Lean into great technology to avoid annoying phone tag or other similar analog efforts. A cloud-based scheduling and messaging application, like When I Work, streamlines communication and clears up other communication channels.

If communication is too confusing or clunky, employees will simply avoid doing it.

Communication needs evolve over time.

Communication happens at every level of an employee’s timeline with your company, from start to finish. One of the challenges of bringing employees back after the pandemic is communicating how all the changes will shake out and what effect they’ll have on them.

Have expectations changed? How about procedures? What are the new policies? How will this affect their job or shift? What do they need to communicate to customers? Have benefits changed?

Every time there’s a change in your business, whether due to adapting to fluctuating customer demand or something like a pandemic that’s completely out of your control, your employees have questions and concerns. Whether they’re voicing them or not, you need to be communicating the answers they hope to hear from you.

Communication needs vary depending on the employee.

The communication needs of employees will vary depending on what type of employee they are, as well as what situations you’re facing at the workplace. 

During the pandemic, with 42% of people working from home, we quickly learned the importance of getting communication (and the technology used for it) right. In the hospitality industry, you might have a mix of in-person employees and some who are doing administration duties from home. That’s a situation where miscommunication can thrive if you’re not careful.

Keep in mind that shift workers have different communication needs than salaried employees; they need to know when they work and be able to swap or change shifts. Seasonal employees need to know what’s necessary for them to do their job, but they also need to feel as if they’re a part of the team, even if it’s only for a short time period.

When you consider that 28% of employees cite poor communication as the reason they don’t get their work done on time, you can see the value of getting communication right.

3. Create a company culture that stands out

In a sense, providing personal value and excellent communication is part of creating a company culture that attracts people, whether they’re employees or customers. A great company culture trickles down into everyone who comes into contact with your business, impacting your bottom line as well as employee retention.

But how do you create that great culture?

  • Emphasize employee wellbeing, first and foremost. That means great benefits, even if you have to get creative to find benefits you can afford. Anything that makes an employee’s life better is a benefit, whether it’s in paid time off, better work-life balance, an employee assistance program (EAP), or earned wage access.
  • Encourage positivity. Communication should be positive, not negative, even if you’re communicating something difficult. Reward or highlight employees for the positivity they bring to the workplace.
  • Foster social connections. Your employees have to feel as if they’re a part of the team if you want them to be productive, reliable, and stick with you.
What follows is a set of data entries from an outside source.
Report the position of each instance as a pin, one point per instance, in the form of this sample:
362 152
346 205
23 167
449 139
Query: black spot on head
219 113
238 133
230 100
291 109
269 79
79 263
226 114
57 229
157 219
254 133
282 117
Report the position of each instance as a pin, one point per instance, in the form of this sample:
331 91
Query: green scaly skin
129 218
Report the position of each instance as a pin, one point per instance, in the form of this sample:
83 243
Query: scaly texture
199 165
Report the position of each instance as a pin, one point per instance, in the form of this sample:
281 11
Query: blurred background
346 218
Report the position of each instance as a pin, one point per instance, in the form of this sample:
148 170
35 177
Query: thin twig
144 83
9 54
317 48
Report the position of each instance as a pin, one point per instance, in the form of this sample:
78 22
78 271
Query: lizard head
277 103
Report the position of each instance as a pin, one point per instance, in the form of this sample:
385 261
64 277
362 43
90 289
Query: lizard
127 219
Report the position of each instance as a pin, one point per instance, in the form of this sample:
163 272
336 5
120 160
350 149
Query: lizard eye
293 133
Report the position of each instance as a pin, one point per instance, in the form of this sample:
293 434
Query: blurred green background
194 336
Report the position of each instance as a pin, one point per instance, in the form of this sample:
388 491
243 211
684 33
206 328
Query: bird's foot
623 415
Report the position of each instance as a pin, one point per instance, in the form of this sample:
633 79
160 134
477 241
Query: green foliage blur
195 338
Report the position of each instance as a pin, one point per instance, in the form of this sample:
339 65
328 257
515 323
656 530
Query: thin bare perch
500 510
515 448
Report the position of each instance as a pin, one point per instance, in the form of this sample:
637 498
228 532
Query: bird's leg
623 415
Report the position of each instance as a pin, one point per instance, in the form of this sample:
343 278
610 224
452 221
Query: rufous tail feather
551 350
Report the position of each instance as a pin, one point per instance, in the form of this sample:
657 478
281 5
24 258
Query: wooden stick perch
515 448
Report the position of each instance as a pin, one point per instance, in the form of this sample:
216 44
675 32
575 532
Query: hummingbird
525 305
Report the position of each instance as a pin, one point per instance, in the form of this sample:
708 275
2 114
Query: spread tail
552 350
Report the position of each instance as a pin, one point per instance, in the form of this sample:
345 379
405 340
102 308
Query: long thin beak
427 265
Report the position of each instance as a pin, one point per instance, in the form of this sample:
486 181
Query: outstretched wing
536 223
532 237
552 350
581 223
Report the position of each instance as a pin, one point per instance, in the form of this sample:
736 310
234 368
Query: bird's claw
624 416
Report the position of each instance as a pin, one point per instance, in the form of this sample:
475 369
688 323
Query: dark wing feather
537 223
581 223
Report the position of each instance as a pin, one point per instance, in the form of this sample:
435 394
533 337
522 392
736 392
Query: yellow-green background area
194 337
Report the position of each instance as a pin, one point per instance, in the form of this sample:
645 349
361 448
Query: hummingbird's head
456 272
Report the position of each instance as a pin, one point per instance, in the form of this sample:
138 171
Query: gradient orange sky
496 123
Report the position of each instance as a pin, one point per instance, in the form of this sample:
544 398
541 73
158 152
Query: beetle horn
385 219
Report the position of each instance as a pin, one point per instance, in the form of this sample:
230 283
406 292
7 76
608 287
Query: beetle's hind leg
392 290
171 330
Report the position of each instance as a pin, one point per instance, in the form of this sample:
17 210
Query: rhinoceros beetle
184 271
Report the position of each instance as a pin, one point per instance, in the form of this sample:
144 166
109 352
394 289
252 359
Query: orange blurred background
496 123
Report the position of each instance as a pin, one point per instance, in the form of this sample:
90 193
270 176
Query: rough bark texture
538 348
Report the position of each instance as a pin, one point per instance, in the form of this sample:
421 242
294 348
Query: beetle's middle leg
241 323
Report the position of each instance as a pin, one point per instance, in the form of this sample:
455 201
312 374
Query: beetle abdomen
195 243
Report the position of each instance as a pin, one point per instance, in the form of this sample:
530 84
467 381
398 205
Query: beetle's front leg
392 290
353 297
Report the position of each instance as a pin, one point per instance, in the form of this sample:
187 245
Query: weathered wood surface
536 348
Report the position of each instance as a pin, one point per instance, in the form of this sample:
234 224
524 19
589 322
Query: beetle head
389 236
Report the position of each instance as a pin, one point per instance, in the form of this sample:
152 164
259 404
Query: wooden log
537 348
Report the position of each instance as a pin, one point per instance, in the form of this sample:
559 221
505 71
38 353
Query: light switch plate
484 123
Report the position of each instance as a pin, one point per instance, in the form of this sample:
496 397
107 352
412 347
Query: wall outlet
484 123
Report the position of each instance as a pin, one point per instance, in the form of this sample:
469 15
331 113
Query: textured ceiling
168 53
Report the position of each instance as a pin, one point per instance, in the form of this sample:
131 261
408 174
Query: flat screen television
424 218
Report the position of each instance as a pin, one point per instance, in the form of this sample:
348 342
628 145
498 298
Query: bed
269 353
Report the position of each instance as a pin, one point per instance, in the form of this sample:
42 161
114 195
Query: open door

Whether through holiday parties, celebrating milestone events, special outings, or community service projects, encourage your employees to be socially connected.
  • Be goal oriented. People flounder, lose interest, and disconnect if they have no goal. Create goals for both the team and for individuals. It gives them something to work for, a chance for reward if they achieve it, and an overall sense of purpose.

Culture isn’t something you can set and forget. It will change over time as your team, your customers, and all of the other dynamics change. Listen to employee feedback about your company culture and be open to making changes. 

Meeting fluctuating customer demand means keeping your employees engaged through the ups and downs so they can deliver the level of service your customers expect. When you make the path smoother for your employees, being able to adapt to customer demand falls into place.

Your employees’ work experience should be one of feeling valued, informed, and part of a cohesive unit; if it is, you’ll have built the team flexibility that’s required for whatever customers need or expect next.